Buxton Palace Hotel (Violette Records)

Il devait se produire dans l’intimité le 9 avril au bar La Triperie sur les Pentes. Il n’en sera rien, report oblige. On pourra se consoler avec l’écoute solitaire de son Buxton Palace Hotel, son seul et unique disque à ce jour. Comme son nom ne l’indique pas, Studio Electrophonique est un Anglais de Sheffield dont la publication d’un vinyle de 6 titres en édition très limitée a suffi à répandre son talent comme une traînée de poudre. Six titres enregistrés sur un quatre pistes dans sa chambre qui lui ont valu d’être convoqué en première partie d’Étienne Daho à l’Olympia en janvier. À la fois minimalistes et sophistiqués, mélancoliques et lumineux, ses morceaux, merveilleusement écrits, rappellent autant le Velvet Underground de Sunday Morning que Belle & Sebastian, Dominique A et Syd Barrett. Ils sont des petits accès de joyeuse mélancolie dans l’esprit d’un jeune homme qui se dit heureux. C’est aussi ce que provoque sa musique : une mélancolie qu’on aimerait ne pas quitter.

Cabane

Cabane

Grande est la maison

(Cabane Records)

On va avoir grand besoin de calme dans les semaines qui viennent. Et sans doute de trouver de nouveaux espaces, en soi comme dans les coins les plus reculés de sa maison/son appartement. C’est un peu ce que parvient à faire le Français Cabane : pousser délicatement les murs pour nous livrer un disque qui n’est pas sans ressembler à un conte de fées raconté au fond des bois. Et qui a pour ambitieux titre – pour une Cabane, s’entend – Grande est la maison. Ça commence par un Tu ne joueras plus à l’amour chanté par le countryman américain Bonnie “Prince” Billy (non, il ne suffira pas de jouer à l’amour par les temps qui viennent, il va falloir plus que ça) et ça se poursuit avec Now, Winter Comes avec Kate Stables de This is The Kit. Les deux alternent au chant (ou parfois s’associent) de leur voix fluette et haut perchée au gré de compositions d’une douceur infinie, rappelant, tel Nick Drake ou telle Vashti Bunyan plongés dans un bain de cordes de chambre, une BO de Disney pour adultes.
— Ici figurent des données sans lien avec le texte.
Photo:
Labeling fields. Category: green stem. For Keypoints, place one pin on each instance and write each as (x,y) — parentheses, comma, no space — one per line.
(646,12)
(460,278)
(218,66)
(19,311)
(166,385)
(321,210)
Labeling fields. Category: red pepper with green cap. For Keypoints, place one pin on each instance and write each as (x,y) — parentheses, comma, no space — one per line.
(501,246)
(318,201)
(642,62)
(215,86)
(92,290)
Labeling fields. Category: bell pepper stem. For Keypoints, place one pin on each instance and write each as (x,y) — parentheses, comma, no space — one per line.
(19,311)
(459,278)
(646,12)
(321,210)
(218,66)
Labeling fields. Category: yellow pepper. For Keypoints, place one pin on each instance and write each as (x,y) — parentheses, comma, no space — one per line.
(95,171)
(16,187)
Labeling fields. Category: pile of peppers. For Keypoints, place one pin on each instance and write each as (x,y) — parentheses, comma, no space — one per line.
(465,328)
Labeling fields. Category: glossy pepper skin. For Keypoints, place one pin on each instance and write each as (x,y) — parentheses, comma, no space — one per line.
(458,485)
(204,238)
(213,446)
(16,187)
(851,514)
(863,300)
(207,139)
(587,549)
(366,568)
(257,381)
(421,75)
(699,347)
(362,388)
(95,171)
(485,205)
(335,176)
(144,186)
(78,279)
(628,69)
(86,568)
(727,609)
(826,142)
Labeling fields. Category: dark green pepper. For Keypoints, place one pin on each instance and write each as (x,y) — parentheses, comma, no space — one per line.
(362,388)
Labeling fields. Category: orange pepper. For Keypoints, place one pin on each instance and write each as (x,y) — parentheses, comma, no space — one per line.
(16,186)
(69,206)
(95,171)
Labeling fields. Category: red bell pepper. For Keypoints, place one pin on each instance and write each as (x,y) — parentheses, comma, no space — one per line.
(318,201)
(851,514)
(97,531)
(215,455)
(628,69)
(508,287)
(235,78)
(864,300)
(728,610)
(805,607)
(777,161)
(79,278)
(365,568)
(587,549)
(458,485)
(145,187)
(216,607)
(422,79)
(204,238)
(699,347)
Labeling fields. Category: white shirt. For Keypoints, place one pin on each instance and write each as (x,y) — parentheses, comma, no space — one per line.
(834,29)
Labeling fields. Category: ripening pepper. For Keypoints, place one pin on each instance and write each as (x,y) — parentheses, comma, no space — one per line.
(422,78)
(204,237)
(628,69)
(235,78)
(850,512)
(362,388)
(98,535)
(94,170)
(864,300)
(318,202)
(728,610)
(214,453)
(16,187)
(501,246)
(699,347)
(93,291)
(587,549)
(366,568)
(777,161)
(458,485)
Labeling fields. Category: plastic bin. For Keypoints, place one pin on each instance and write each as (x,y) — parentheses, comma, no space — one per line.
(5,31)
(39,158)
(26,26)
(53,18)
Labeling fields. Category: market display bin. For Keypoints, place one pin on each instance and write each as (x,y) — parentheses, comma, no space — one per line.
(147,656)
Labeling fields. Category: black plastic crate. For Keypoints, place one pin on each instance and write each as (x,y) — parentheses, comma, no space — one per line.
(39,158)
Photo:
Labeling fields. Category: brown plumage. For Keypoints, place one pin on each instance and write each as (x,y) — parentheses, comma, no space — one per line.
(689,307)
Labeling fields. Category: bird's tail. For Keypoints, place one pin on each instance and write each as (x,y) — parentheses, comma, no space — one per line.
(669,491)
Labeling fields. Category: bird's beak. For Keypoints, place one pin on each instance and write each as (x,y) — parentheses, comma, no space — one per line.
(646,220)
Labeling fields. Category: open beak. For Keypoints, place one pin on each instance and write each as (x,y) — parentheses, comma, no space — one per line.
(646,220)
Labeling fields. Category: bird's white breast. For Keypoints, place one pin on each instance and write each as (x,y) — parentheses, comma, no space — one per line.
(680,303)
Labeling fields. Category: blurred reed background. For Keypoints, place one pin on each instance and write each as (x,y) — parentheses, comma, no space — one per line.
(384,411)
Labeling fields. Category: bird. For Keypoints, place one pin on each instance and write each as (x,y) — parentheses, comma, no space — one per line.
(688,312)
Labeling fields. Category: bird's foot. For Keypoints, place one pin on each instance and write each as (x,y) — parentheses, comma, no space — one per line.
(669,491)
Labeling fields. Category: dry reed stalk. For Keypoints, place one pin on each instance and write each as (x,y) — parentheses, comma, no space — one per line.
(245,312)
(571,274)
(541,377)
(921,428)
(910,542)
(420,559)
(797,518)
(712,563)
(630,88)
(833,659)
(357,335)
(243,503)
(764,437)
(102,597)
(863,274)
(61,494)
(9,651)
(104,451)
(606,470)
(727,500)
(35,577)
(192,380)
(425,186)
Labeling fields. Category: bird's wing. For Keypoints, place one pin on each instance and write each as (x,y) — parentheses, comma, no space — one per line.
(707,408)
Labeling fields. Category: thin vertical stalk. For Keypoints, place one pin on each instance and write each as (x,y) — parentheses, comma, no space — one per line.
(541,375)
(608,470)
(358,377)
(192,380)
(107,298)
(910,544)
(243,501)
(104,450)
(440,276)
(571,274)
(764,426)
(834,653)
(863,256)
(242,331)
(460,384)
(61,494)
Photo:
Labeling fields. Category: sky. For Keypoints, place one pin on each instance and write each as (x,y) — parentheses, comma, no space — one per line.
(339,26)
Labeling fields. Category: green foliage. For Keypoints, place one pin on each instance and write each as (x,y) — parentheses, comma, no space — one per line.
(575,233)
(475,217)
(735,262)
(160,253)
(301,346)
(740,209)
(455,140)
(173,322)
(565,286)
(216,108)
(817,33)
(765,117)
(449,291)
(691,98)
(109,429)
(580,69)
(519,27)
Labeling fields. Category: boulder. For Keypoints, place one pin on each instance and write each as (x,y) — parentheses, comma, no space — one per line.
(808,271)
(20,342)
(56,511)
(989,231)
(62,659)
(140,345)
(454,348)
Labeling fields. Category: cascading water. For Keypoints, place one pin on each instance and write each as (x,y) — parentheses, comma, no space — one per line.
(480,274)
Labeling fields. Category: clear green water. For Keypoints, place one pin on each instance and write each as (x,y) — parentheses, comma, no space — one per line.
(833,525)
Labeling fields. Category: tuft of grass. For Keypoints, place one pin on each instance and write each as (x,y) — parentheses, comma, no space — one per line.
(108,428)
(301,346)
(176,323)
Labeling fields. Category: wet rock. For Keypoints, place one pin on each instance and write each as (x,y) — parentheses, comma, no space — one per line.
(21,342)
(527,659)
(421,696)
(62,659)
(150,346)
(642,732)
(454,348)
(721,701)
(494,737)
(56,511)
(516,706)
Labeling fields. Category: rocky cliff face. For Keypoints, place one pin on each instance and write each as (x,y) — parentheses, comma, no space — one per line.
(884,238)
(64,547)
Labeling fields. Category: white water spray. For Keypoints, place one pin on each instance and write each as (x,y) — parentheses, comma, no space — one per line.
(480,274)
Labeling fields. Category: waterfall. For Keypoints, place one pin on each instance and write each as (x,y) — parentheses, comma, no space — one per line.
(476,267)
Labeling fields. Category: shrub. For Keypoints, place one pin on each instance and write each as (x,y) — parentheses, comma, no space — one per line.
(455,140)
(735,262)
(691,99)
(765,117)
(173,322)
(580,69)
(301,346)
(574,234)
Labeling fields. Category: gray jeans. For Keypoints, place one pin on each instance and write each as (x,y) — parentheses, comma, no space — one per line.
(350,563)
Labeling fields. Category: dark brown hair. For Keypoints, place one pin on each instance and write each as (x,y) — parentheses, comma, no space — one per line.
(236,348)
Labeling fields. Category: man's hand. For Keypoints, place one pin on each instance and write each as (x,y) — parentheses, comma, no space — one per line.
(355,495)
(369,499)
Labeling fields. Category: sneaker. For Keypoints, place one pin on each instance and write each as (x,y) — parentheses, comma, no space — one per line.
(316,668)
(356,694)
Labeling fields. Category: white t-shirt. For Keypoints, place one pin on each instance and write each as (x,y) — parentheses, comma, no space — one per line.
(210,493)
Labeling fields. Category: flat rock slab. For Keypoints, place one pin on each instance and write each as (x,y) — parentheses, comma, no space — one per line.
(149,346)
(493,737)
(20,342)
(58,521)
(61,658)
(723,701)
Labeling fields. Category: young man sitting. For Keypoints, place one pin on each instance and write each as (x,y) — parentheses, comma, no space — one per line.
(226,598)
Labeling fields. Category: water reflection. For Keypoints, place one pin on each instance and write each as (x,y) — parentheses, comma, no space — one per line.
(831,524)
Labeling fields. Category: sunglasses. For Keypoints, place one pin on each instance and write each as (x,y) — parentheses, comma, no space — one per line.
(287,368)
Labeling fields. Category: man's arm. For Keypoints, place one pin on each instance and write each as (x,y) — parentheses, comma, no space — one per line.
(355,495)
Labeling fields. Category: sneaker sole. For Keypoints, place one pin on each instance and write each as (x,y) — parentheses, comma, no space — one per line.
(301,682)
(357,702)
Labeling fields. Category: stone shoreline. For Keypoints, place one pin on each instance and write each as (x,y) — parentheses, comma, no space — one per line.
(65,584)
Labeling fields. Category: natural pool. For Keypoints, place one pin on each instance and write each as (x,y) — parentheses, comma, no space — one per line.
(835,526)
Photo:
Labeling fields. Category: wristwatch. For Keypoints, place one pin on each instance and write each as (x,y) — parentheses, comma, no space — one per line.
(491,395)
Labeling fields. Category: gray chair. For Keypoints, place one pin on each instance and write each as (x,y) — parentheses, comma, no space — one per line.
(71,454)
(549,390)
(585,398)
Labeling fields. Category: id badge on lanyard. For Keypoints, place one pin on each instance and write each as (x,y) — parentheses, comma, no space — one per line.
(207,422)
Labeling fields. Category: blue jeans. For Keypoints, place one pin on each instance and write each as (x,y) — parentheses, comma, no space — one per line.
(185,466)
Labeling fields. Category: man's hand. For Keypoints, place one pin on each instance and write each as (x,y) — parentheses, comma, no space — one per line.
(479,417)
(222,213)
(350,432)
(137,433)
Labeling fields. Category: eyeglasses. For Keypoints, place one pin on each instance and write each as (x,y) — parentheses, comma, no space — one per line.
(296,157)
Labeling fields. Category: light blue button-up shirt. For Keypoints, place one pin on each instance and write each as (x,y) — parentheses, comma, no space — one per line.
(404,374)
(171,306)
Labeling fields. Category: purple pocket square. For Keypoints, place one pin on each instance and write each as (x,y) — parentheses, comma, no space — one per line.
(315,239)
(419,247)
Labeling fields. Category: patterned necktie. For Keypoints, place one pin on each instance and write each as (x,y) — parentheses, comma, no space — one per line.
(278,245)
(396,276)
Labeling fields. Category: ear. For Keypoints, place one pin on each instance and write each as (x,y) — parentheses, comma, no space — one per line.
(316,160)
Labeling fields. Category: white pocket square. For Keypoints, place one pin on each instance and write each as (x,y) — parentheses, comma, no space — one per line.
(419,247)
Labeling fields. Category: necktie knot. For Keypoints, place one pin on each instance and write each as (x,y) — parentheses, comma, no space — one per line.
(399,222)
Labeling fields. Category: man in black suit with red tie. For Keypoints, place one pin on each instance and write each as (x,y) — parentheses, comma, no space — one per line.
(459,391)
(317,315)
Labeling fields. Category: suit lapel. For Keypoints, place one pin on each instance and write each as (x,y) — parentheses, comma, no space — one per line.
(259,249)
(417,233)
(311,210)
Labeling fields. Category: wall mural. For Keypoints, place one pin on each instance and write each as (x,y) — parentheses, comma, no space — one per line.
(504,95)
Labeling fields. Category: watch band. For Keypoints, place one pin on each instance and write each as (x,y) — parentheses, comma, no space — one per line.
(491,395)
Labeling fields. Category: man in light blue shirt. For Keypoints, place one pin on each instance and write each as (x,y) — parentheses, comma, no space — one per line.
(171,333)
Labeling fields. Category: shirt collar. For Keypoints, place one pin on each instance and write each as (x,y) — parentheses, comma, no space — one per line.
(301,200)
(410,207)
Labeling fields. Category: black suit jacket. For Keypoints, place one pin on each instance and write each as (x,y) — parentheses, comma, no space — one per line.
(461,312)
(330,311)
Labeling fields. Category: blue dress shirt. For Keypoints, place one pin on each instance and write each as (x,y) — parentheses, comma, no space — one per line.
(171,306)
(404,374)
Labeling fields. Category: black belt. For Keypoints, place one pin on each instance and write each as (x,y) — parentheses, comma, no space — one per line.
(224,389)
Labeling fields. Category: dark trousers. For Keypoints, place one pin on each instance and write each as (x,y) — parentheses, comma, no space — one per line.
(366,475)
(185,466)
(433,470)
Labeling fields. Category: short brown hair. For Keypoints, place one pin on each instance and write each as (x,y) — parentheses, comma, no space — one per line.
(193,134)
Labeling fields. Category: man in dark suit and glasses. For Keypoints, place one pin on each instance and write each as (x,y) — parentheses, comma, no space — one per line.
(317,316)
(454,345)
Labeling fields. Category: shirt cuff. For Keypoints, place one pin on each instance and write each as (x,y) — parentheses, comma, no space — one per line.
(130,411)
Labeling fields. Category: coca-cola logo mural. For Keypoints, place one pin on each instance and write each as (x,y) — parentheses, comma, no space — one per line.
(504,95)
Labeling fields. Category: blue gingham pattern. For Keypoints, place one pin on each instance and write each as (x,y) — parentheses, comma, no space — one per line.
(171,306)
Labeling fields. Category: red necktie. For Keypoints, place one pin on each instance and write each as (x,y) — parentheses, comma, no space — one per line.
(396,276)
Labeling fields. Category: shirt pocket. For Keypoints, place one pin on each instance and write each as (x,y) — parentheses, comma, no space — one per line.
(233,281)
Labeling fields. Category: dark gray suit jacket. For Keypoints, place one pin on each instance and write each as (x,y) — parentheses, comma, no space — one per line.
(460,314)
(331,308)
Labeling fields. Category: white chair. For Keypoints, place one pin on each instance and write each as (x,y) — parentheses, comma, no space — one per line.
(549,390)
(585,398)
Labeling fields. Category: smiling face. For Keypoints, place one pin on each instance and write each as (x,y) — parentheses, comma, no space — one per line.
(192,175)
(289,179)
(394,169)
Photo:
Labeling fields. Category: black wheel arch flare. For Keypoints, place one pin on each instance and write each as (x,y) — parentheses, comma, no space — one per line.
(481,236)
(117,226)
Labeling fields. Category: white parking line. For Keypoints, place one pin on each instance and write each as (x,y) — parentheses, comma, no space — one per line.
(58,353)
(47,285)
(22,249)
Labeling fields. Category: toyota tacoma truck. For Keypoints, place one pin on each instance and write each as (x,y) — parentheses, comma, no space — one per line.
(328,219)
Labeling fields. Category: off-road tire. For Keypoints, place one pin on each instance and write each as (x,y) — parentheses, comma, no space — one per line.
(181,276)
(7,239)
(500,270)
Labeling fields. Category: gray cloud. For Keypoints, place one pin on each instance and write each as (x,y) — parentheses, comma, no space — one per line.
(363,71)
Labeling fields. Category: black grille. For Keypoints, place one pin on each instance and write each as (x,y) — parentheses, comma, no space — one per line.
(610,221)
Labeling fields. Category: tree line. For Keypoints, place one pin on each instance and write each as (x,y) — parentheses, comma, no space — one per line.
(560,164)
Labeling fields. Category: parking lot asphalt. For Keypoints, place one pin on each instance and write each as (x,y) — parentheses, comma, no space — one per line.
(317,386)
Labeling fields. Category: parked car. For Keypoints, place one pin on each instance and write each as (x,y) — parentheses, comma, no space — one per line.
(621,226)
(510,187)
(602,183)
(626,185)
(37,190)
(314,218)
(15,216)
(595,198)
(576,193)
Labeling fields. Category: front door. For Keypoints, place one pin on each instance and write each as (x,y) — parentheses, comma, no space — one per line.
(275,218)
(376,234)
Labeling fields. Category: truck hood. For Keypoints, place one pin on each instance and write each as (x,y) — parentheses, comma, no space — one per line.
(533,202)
Un disque qui prend son temps et nous enjoint à faire de même, ça tombe bien, on a tout le temps du monde.

 

Arandel

Arandel

InBach (InFiné)

Dans son dernier disque, Arandel fait quelque peu voler en éclats son dogme (de l’électro sans recours aux machines, composée en ré) en répondant en une seule fois à une double commande de la Philharmonie de Paris (originellement un mix autour de Bach) et du musée de la Cité de la musique (un disque réalisé avec leur collection d’instruments anciens du musée). Et voilà comment est né InBach, où le musicien a pioché dans l’œuvre de Bach (la chose fut mille fois faite par d’autres avant lui) pour livrer de nouvelles versions de ses compositions arrangées à sa guise, complétées, augmentées, démontées, remontées. Avec à ses côtés une pléiade d’interprètes de cristal baschet, de clavecin, d’ondioline, de viole de gambe... : Sébastien Roué, Gaspar Claus, Thomas Bloch. Mais aussi de chanteurs invités : Emmanuelle Parrenin, Ben Shemie, Petra Haden, le grand Areski et Barbara Carlotti pour une Bluette aux airs de slow de l’été. C’est surprenant, plein d’invention et de délicatesse. En un mot, que l’on soit ou non amateur d’“électro”, que l’on soit ou non sensible à Bach, c’est tout simplement sublime.